Dans les faits, l'accompagnement par le responsable de marché se fait l'après-midi ; la durée minimale des entretiens en clientèle est de 4h30, auxquelles s'ajoute le temps des trajets, environ 1h30 voire plus pour Mme [M] si son domicile est éloigné du secteur du conseiller qu'elle accompagne. A partir de 2016, l'équipe de Mme [M] est composée de conseillers domiciliés dans le Gard et dans le [Localité 19] ; en rejoignant son équipe je l'ai vu faire le grand écart entre deux départements, deux structures ([Localité 15]-[Localité 9]), deux bureaux et sauter le déjeuner',

- une présentation de la société ' [13] de toutes nos expertises au service du client' datée du 25 mars 2015 qui décrit des organisations types de journées de travail,

- ses bulletins de salaire mentionnant une reprise du paiement de son salaire par la SA [7] à échéance du mois qui a suivi la déclaration d'inaptitude, à raison de 4.820,03 euros mensuels.

Ces éléments sont suffisamment précis au sens de la jurisprudence de la Cour de cassation pour permettre à la SA [7] d'y répondre.

La SA [7] fait valoir que Mme [L] [M] a été placée en arrêt de travail sans discontinuer à compter du 18 décembre 2017 et n'a donc effectué aucune heure de travail sur la période du 7 mai 2018 au 6 mai 2021 pour laquelle elle sollicite le paiement d'heures supplémentaires.
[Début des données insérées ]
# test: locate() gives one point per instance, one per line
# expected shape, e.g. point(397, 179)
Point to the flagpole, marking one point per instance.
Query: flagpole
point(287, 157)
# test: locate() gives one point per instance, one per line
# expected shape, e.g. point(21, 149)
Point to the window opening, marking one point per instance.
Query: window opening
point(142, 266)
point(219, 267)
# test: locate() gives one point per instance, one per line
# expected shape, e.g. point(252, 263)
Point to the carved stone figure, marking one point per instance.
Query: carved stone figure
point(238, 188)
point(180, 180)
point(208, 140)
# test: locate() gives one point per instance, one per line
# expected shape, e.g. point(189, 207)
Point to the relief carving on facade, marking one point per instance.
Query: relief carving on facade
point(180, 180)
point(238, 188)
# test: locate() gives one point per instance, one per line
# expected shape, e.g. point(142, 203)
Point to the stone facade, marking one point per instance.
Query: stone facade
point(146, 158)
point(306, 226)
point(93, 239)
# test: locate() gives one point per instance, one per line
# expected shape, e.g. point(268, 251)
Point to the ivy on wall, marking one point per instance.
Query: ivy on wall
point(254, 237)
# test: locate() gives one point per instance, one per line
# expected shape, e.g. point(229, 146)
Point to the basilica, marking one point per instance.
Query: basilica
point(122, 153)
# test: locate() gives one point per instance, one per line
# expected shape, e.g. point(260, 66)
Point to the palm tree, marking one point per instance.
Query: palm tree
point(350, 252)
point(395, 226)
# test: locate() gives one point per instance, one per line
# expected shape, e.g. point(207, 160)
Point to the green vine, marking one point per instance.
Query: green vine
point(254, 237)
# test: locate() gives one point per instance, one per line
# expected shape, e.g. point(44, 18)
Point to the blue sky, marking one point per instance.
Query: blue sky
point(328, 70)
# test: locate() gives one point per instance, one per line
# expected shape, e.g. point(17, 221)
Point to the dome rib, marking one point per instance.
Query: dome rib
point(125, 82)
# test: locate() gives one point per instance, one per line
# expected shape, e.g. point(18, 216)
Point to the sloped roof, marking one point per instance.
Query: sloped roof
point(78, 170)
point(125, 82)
Elle en déduit que n'ayant pas travaillé sur cette période, elle n'a effectué aucune heure de travail supplémentaire, et ne produit d'ailleurs aucun élément précis qui en justifierait.

De fait, il n'est pas contestée par Mme [L] [M] qu'elle a été placée en arrêt de travail sans discontinuer à compter du 18 décembre 2017 et qu'elle n'a donc pas travaillé sur la période pour laquelle elle sollicite le paiement d'heures supplémentaires.

La demande ainsi soutenue par Mme [L] [M] consiste en un décompte théorique du temps de travail qu'elle aurait dû effectuer pour remplir selon elle l'ensemble de ses missions.

Ceci étant, le décompte des heures supplémentaires s'effectue sur la base du temps de travail effectivement réalisé et il ne peut y avoir de dépassements de temps de travail pendant des périodes d'absence.

Il résulte de l'ensemble de ces éléments que Mme [L] [M] ne peut prétendre au paiement d'aucune heure supplémentaire sur la période du 7 mai 2018 au 3 mai 2021.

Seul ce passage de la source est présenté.